Re: How to solve my slow disk i/o throughput during index scan
On 4/7/2024 20:25, FREYBURGER Simon (SNCF VOYAGEURS / DIRECTION GENERALE
TGV / DM RMP YIELD MANAGEMENT) wrote:
*My question is : what can I change to get a better index reading speed ?*
What I already tried :
* Setting random_page_cost to prohibitive value (1000) to force a
bitmap heap scan, because those can be made in parallel. This has
not worked, the optimizer is still doing an index scan on my fact table.
* Change effective_io_concurrency, max_parallel_workers_per_gather,
work_mem to much higher values.
I'm not sure the case is only about speed of index scan. Just see into
slow Index clause:
fth.\"ID_TRAIN\" = ANY ('{17855,13945,536795,18838,18837,13574 ...
and many more values.
IndexScan need to make scan for each of these values and for each value
go through the pages to check other conditions.
We already discuss some optimisations related to this case in couple of
pgsql-hackers threads.
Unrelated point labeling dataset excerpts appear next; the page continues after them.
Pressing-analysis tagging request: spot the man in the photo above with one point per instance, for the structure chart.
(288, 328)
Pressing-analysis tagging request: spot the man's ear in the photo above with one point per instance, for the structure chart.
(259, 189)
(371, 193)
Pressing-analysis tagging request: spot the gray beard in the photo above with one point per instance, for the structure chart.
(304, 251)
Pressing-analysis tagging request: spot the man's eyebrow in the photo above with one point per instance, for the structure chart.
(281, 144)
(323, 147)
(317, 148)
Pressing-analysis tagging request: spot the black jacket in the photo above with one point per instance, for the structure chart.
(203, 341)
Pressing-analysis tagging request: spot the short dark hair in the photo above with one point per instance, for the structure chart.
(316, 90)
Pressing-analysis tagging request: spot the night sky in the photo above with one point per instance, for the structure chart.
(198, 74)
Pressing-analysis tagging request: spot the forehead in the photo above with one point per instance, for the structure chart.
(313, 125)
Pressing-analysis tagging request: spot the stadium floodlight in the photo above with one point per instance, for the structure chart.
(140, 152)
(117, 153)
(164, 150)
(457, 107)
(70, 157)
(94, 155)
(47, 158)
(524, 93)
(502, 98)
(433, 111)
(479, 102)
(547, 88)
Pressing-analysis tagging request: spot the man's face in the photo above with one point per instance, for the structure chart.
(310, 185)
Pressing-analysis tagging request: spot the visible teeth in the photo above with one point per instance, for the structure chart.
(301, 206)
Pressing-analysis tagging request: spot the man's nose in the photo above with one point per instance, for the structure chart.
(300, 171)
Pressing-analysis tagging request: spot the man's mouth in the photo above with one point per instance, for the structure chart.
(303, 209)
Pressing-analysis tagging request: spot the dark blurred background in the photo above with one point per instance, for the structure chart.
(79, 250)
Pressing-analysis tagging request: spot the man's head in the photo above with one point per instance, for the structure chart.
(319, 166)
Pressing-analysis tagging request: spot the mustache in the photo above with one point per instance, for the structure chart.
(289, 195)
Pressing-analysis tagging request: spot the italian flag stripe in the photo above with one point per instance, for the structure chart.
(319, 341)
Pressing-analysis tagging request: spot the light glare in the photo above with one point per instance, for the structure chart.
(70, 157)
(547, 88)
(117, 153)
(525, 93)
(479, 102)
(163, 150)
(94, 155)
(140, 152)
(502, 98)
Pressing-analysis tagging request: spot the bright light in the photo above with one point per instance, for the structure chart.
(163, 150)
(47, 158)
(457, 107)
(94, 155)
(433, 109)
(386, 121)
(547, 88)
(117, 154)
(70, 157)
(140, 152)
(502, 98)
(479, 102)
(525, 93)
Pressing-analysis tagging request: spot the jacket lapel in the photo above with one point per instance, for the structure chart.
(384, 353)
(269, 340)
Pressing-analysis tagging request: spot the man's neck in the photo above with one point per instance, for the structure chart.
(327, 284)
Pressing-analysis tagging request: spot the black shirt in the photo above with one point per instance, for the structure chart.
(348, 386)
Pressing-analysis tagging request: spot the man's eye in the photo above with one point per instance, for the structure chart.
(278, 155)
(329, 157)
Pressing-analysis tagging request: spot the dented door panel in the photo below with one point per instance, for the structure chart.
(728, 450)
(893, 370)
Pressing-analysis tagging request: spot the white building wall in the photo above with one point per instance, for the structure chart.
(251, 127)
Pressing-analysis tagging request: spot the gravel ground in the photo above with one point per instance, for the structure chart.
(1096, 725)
But I'm not sure we have quick solution right now.
If you want to use BitmapScan (that might be reasonable to try here) -
you need to split huge ANY (...) clause into sequence of ORs.
Also, may be parallel append could help here? if can change
corresponding startup and tuple costs to force such a plan.
--
regards, Andrei Lepikhov
RE: How to solve my slow disk i/o throughput during index scan
2024-07-04
Thread
FREYBURGER Simon (SNCF VOYAGEURS / DIRECTION GENERALE TGV / DM RMP YIELD MANAGEMENT)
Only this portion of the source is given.